A ‘Gamble’ on China’s Burgeoning Middle Class

The sell-off Tuesday presented investors with an opportunity to buy what Cramer called the one of the “greatest turnaround stories of the era” at a lower price: Las Vegas Sands.

Shares of the casino operator are now trading three points off its 52-week high, but just 18 months ago investors worried it wouldn’t be able to repay its debt and the stock traded below $1.50. Moody’s upgraded its debt Friday and on July 28, the company reported a “beautiful, blow-out” quarterly earnings of 17 cents a share for an 8-cent beat on revenues that increased by 50.7% from the year before.

The turnaround at Las Vegas Sands was made possible, in part, with their “huge bet” on Macau, which is one of just two Chinese cities where gambling is legal. Cramer called it the “Vegas of the People’s Republic,” where China’s booming middle class goes to spend their money. LVS now has three properties there: The Sands Macau, Venetian Macau and the Four Seasons Macau. In the most recent quarter, net revenue rose for these properties by 29 percent, 31 percent and 196 percent, respectively.

In July, Las Vegas Sands opened the Marina Bay Sands report in Singapore. The country awarded the casino operator one of only two licenses to develop integrated resorts. In the first 65 days of operation, the Singapore property contributed $94.5 million in adjusted earnings before interest, taxes, depreciation and amortization.

Seventy-five percent of Las Vegas Sands’ business comes from outside of the US, but the casino operator has two properties in Vegas—the Venetian and the Palazzo—and another in Pennsylvania; the Sands Bethlehem. Cramer said the Vegas properties are “performing well relative to the competition.”

Cramer said the turnaround also has to do with its balance sheet. It was so debt-laden that the company seemed it could fold in 2008. But the company raised $3 billion from its initial public offering of Sands China in November 2009, and, on Aug. 18, LVS announced it would pay down $1 billion in debt and amend its $3.9 billion credit facility, so loans aren’t due until 2015 and 2016. That way, the company won’t spend as much on interest payments and the savings go to the bottom line.

Las Vegas Sands is currently selling for 27 times next year’s earnings versus Cramer fave Wynn Resorts, which is trading at 39 times next year’s earnings.
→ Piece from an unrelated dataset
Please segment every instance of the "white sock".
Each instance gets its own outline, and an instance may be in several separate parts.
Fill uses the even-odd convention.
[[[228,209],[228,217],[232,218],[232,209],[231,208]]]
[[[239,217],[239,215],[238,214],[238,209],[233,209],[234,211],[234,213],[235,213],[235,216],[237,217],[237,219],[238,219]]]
Compared to Wynn, LVS has more exposure to Macau and Singapore and more room to clean up its balance sheet. Cramer thinks LVS could go higher over time, as people come to realize the potential in China’s burgeoning middle class.

“What happens in Vegas stays in Vegas, but what happens in Macau and Singapore goes right to Las Vegas Sands’ bottom line,” Cramer said. “Today’s 5 percent pullback in the stock could end up being a gift.”